Google just sent out a reminder to all webmasters that they need to remove and stop depending on their noindex in your robots.txt files. A couple of days ago, the SEO community received notifications from Google Search Console with the subject line “Remove noindex” statements from robots.txt of…
But What is Robots.txt?
The robots.txt file, also known as the robots exclusion protocol, is a text file optimizers create to direct search engine robots how to crawl (or what to not crawl) pages on their websites. It is part of a group of web standards that instruct how robots crawl the web, access and index content, and serve that content up to web users.
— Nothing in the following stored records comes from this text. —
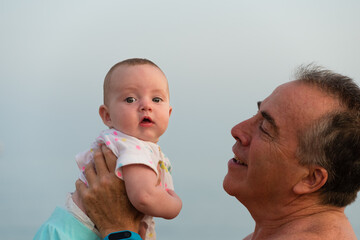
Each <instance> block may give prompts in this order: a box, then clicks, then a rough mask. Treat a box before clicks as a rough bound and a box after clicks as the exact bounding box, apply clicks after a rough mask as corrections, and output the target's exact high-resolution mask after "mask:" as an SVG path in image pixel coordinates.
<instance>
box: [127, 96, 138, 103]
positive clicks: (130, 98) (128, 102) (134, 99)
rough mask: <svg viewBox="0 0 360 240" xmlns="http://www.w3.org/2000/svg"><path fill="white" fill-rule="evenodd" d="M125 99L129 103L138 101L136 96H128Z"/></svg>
mask: <svg viewBox="0 0 360 240" xmlns="http://www.w3.org/2000/svg"><path fill="white" fill-rule="evenodd" d="M125 101H126V102H127V103H133V102H135V101H136V99H135V98H134V97H127V98H125Z"/></svg>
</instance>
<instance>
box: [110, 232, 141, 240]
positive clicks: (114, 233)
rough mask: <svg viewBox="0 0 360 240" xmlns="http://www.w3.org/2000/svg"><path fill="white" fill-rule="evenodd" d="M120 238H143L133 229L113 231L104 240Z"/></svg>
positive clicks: (132, 239)
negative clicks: (133, 229) (112, 232)
mask: <svg viewBox="0 0 360 240" xmlns="http://www.w3.org/2000/svg"><path fill="white" fill-rule="evenodd" d="M120 239H128V240H142V239H141V237H140V235H139V234H137V233H135V232H131V231H120V232H113V233H110V234H109V235H107V236H106V237H105V238H104V240H120Z"/></svg>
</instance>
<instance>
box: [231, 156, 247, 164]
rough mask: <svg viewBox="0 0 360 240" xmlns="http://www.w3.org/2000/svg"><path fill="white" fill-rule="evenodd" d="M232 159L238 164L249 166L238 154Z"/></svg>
mask: <svg viewBox="0 0 360 240" xmlns="http://www.w3.org/2000/svg"><path fill="white" fill-rule="evenodd" d="M232 160H233V162H234V163H236V164H239V165H243V166H247V164H246V163H245V162H243V161H242V160H240V159H239V158H238V157H237V156H234V158H233V159H232Z"/></svg>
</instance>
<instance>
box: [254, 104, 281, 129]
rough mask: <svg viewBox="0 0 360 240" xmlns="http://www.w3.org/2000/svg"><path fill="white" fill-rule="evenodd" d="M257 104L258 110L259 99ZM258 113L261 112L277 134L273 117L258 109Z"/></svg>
mask: <svg viewBox="0 0 360 240" xmlns="http://www.w3.org/2000/svg"><path fill="white" fill-rule="evenodd" d="M257 105H258V109H259V111H260V106H261V101H258V102H257ZM260 113H261V116H262V117H263V118H264V119H265V120H266V121H268V122H269V123H270V125H271V126H272V128H273V129H274V131H275V133H276V134H277V133H278V132H279V127H278V126H277V125H276V123H275V120H274V118H273V117H272V116H271V115H270V114H269V113H267V112H266V111H260Z"/></svg>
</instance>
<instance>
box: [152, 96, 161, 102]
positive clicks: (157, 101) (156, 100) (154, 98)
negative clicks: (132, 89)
mask: <svg viewBox="0 0 360 240" xmlns="http://www.w3.org/2000/svg"><path fill="white" fill-rule="evenodd" d="M161 101H162V99H161V98H159V97H156V98H153V102H156V103H159V102H161Z"/></svg>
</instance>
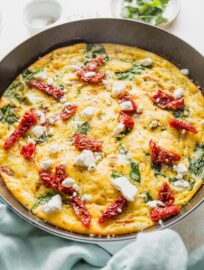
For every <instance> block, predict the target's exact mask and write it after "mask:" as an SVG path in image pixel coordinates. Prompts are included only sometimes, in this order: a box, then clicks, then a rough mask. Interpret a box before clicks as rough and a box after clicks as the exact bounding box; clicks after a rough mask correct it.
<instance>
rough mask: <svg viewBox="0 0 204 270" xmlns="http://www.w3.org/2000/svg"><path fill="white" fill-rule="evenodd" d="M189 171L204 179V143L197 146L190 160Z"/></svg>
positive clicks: (194, 174) (195, 148)
mask: <svg viewBox="0 0 204 270" xmlns="http://www.w3.org/2000/svg"><path fill="white" fill-rule="evenodd" d="M189 171H190V172H191V173H192V174H193V175H195V176H197V177H200V178H201V180H203V181H204V144H199V145H197V147H196V148H195V151H194V154H193V156H192V158H191V159H190V160H189Z"/></svg>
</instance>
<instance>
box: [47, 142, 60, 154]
mask: <svg viewBox="0 0 204 270" xmlns="http://www.w3.org/2000/svg"><path fill="white" fill-rule="evenodd" d="M60 150H61V147H60V146H59V144H57V143H53V144H52V145H51V146H50V149H49V151H50V153H51V154H56V153H58V152H59V151H60Z"/></svg>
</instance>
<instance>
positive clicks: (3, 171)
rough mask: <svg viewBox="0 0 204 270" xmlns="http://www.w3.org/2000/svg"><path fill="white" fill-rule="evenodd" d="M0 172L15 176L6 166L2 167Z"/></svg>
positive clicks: (8, 168) (8, 174) (12, 175)
mask: <svg viewBox="0 0 204 270" xmlns="http://www.w3.org/2000/svg"><path fill="white" fill-rule="evenodd" d="M0 171H1V172H2V173H5V174H7V175H8V176H13V172H12V171H11V170H10V169H9V168H8V167H6V166H1V167H0Z"/></svg>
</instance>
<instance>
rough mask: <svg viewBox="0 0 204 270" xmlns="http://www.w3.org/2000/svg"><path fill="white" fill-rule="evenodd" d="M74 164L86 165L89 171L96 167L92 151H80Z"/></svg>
mask: <svg viewBox="0 0 204 270" xmlns="http://www.w3.org/2000/svg"><path fill="white" fill-rule="evenodd" d="M75 164H76V165H78V166H81V167H86V168H87V169H88V171H89V172H91V171H94V170H95V169H96V160H95V156H94V154H93V152H92V151H90V150H83V151H82V153H81V154H80V155H79V156H78V157H77V158H76V160H75Z"/></svg>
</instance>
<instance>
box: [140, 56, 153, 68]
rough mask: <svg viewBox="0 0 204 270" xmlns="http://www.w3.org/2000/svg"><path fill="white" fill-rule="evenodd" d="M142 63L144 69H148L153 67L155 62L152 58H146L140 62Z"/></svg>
mask: <svg viewBox="0 0 204 270" xmlns="http://www.w3.org/2000/svg"><path fill="white" fill-rule="evenodd" d="M140 63H141V65H142V66H143V67H148V66H151V65H152V63H153V60H152V59H151V58H144V59H142V60H141V61H140Z"/></svg>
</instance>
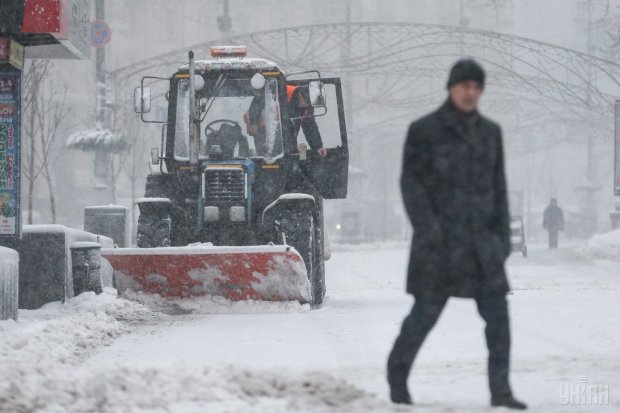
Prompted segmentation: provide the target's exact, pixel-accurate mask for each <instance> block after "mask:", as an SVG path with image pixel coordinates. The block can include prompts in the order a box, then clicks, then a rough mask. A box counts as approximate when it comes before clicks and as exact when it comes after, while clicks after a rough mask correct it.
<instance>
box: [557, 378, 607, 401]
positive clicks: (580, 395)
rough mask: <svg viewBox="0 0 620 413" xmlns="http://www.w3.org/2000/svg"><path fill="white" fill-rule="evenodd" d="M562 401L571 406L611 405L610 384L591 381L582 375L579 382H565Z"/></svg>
mask: <svg viewBox="0 0 620 413" xmlns="http://www.w3.org/2000/svg"><path fill="white" fill-rule="evenodd" d="M560 403H561V404H563V405H569V406H606V405H609V386H608V385H607V384H599V383H590V379H588V377H585V376H583V377H581V381H580V382H579V384H563V385H562V388H561V389H560Z"/></svg>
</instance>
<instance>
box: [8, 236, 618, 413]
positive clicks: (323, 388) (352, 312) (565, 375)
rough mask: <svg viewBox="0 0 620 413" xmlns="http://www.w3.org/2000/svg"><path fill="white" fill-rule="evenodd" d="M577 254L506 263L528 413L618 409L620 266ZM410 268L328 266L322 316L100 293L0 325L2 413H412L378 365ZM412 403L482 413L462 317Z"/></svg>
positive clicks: (26, 315)
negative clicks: (234, 412)
mask: <svg viewBox="0 0 620 413" xmlns="http://www.w3.org/2000/svg"><path fill="white" fill-rule="evenodd" d="M576 248H577V246H576V245H570V246H566V247H563V248H561V249H560V250H558V251H547V250H546V249H544V248H543V247H542V246H530V257H528V258H522V257H521V256H518V255H515V256H513V257H511V259H510V260H509V274H510V277H511V280H512V287H513V294H512V295H511V296H510V297H509V302H510V307H511V313H512V331H513V352H512V365H513V368H512V383H513V387H514V390H515V393H516V394H517V396H518V397H520V398H522V399H524V401H526V402H528V403H529V404H530V409H531V411H534V412H539V411H540V412H560V411H575V412H589V411H596V412H598V411H610V412H611V411H618V410H619V409H620V398H619V397H618V392H620V345H619V343H620V329H619V328H618V327H619V324H620V323H619V321H618V314H620V289H619V287H620V262H618V261H592V260H589V259H587V258H584V257H583V256H581V255H580V254H578V253H577V252H575V249H576ZM407 253H408V250H407V248H406V247H404V246H401V247H393V246H392V247H390V248H388V247H384V248H381V247H379V246H374V247H366V248H363V249H361V250H349V251H346V250H345V251H336V252H335V253H334V254H333V258H332V260H331V261H330V262H328V266H327V276H328V278H327V282H328V293H327V298H326V301H325V304H324V305H323V307H322V308H321V309H319V310H310V309H309V308H308V307H307V306H300V305H298V304H296V303H284V304H282V303H279V304H278V303H235V304H231V303H229V302H225V301H220V300H210V301H206V300H202V301H193V302H191V303H184V304H182V305H180V306H176V305H175V306H170V305H162V304H161V303H157V302H148V303H147V304H146V306H143V305H140V304H137V303H134V302H127V301H125V300H120V299H116V298H115V297H114V295H113V291H108V292H107V294H104V295H102V296H99V297H95V296H92V295H91V296H89V295H83V296H80V297H78V298H76V299H74V300H72V301H73V302H72V303H70V304H68V305H64V306H62V305H60V304H52V305H50V306H47V307H45V308H44V309H42V310H37V311H22V312H20V317H21V319H20V322H19V323H14V322H2V323H0V373H1V374H0V412H5V411H6V412H21V411H23V412H26V411H40V412H56V411H58V412H64V411H102V412H117V411H118V412H126V411H135V412H175V413H176V412H211V411H212V412H244V413H245V412H285V411H286V412H313V413H314V412H357V411H359V412H362V411H363V412H386V411H410V409H408V408H406V407H394V406H392V405H390V404H389V403H388V401H387V385H386V384H385V360H386V357H387V353H388V351H389V349H390V346H391V344H392V341H393V340H394V338H395V336H396V333H397V331H398V329H399V325H400V322H401V320H402V317H403V316H404V315H405V314H406V313H407V312H408V311H409V309H410V306H411V304H412V299H411V298H410V297H409V296H407V295H405V294H404V292H403V285H404V272H405V266H406V262H407ZM161 311H163V313H162V312H161ZM57 330H58V331H57ZM410 388H411V390H412V393H413V397H414V401H415V402H416V409H415V411H420V412H480V411H490V410H492V409H491V408H489V407H488V405H489V395H488V390H487V385H486V348H485V343H484V339H483V323H482V321H481V319H480V317H479V316H478V314H477V312H476V309H475V305H474V302H473V301H471V300H462V299H451V300H450V302H449V304H448V306H447V307H446V310H445V312H444V313H443V314H442V316H441V318H440V320H439V323H438V325H437V326H436V328H435V329H434V330H433V332H432V333H431V335H430V336H429V339H428V340H427V342H426V343H425V346H424V347H423V349H422V351H421V353H420V355H419V357H418V360H417V362H416V366H415V368H414V372H413V375H412V378H411V380H410ZM594 390H597V391H598V393H596V394H591V393H592V392H593V391H594ZM584 392H587V393H588V396H587V397H585V396H584Z"/></svg>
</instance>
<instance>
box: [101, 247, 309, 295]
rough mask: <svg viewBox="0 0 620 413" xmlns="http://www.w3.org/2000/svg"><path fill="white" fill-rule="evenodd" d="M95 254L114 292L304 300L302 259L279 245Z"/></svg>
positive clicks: (144, 251)
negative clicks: (110, 273) (113, 288)
mask: <svg viewBox="0 0 620 413" xmlns="http://www.w3.org/2000/svg"><path fill="white" fill-rule="evenodd" d="M101 253H102V255H103V257H104V258H106V259H107V260H108V261H109V262H110V264H111V265H112V268H113V269H114V277H115V286H116V289H117V290H118V293H119V295H120V296H126V295H128V294H127V293H128V292H144V293H147V294H158V295H160V296H162V297H167V298H190V297H198V296H203V295H216V296H222V297H225V298H227V299H229V300H233V301H241V300H266V301H292V300H297V301H299V302H300V303H308V302H310V283H309V281H308V276H307V272H306V266H305V264H304V262H303V259H302V258H301V256H300V255H299V253H298V252H297V251H296V250H295V249H294V248H292V247H289V246H285V245H275V246H264V247H263V246H260V247H213V246H204V247H203V246H187V247H169V248H114V249H103V250H102V251H101Z"/></svg>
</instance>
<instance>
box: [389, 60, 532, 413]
mask: <svg viewBox="0 0 620 413" xmlns="http://www.w3.org/2000/svg"><path fill="white" fill-rule="evenodd" d="M484 77H485V76H484V71H483V69H482V67H480V65H478V63H476V62H475V61H473V60H469V59H467V60H460V61H458V62H457V63H456V64H455V65H454V67H453V68H452V70H451V72H450V78H449V81H448V90H449V98H448V99H447V101H446V102H445V103H444V104H443V106H441V107H440V108H439V109H438V110H437V111H435V112H434V113H431V114H430V115H427V116H425V117H423V118H421V119H419V120H418V121H416V122H414V123H412V124H411V126H410V128H409V134H408V136H407V142H406V144H405V153H404V159H403V171H402V176H401V190H402V193H403V200H404V203H405V207H406V209H407V213H408V215H409V218H410V220H411V223H412V224H413V228H414V237H413V242H412V244H411V256H410V262H409V271H408V278H407V292H408V293H410V294H412V295H413V296H414V298H415V304H414V306H413V309H412V310H411V313H410V314H409V315H408V316H407V317H406V318H405V320H404V321H403V325H402V329H401V332H400V335H399V336H398V338H397V339H396V342H395V343H394V348H393V349H392V352H391V353H390V356H389V359H388V383H389V385H390V396H391V399H392V401H393V402H395V403H404V404H412V401H411V397H410V395H409V392H408V389H407V378H408V376H409V371H410V370H411V366H412V364H413V361H414V359H415V356H416V354H417V353H418V350H419V349H420V347H421V346H422V343H423V341H424V339H425V337H426V335H427V334H428V333H429V331H430V330H431V329H432V327H433V326H434V324H435V322H436V321H437V318H438V317H439V315H440V313H441V311H442V309H443V308H444V306H445V304H446V302H447V300H448V298H449V297H468V298H474V299H475V300H476V304H477V307H478V311H479V313H480V315H481V316H482V318H483V319H484V320H485V322H486V329H485V335H486V341H487V347H488V349H489V360H488V374H489V386H490V389H491V405H492V406H505V407H509V408H514V409H525V408H526V405H525V404H523V403H521V402H520V401H518V400H516V399H515V398H514V397H513V395H512V390H511V388H510V384H509V381H508V373H509V353H510V330H509V319H508V307H507V302H506V293H507V292H508V291H509V286H508V280H507V278H506V272H505V270H504V262H505V260H506V258H507V257H508V255H509V254H510V251H511V245H510V224H509V221H510V220H509V214H508V201H507V194H506V180H505V177H504V155H503V149H502V134H501V130H500V127H499V126H498V125H497V124H495V123H494V122H492V121H490V120H489V119H486V118H485V117H483V116H482V115H480V114H479V113H478V111H477V104H478V99H479V98H480V96H481V95H482V91H483V88H484Z"/></svg>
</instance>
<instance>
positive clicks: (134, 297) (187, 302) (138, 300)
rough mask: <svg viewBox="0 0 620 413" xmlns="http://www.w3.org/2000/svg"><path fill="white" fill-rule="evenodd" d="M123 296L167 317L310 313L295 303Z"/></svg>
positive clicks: (142, 296) (309, 308)
mask: <svg viewBox="0 0 620 413" xmlns="http://www.w3.org/2000/svg"><path fill="white" fill-rule="evenodd" d="M125 296H126V297H127V298H129V299H131V300H133V301H136V302H139V303H142V304H144V305H146V306H147V307H149V308H151V309H152V310H153V311H160V312H163V313H166V314H183V313H195V314H271V313H275V314H279V313H303V312H307V311H310V305H309V304H299V302H297V301H259V300H244V301H231V300H227V299H226V298H224V297H220V296H214V295H204V296H200V297H193V298H184V299H169V298H163V297H161V296H159V295H154V294H144V293H141V292H134V291H127V292H126V293H125Z"/></svg>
Search engine bots usually look for a robots.txt file after arriving at a website and before crawling or reading it. If it does find a file, it usually reads it first and then decides whether to proceed through the page. If the files do not include any directives that tell the search engine robots to not read the page, it will proceed to crawl the information on that page.
Why Is This Important?
If you receive this notification, make sure to check your site and ensure whatever you mentioned in this noindex directive is supported a different way. The gist of this notification is for you to move your noindex directives out of robots.txt file. Google has given you until September 1 to make those changes and find a better place to put it in – preferably somewhere they can still read.
- Google suggests that you put noindex directives to meta tags. This solution works for both HTTP response headers and HTMLs.
- Adding 404 and 410 HTTP status codes – which mainly means that these pages do not exist.
- Search Console Removal Tool – definitely a quick and easy way to temporarily remove a URL from Google’s search results.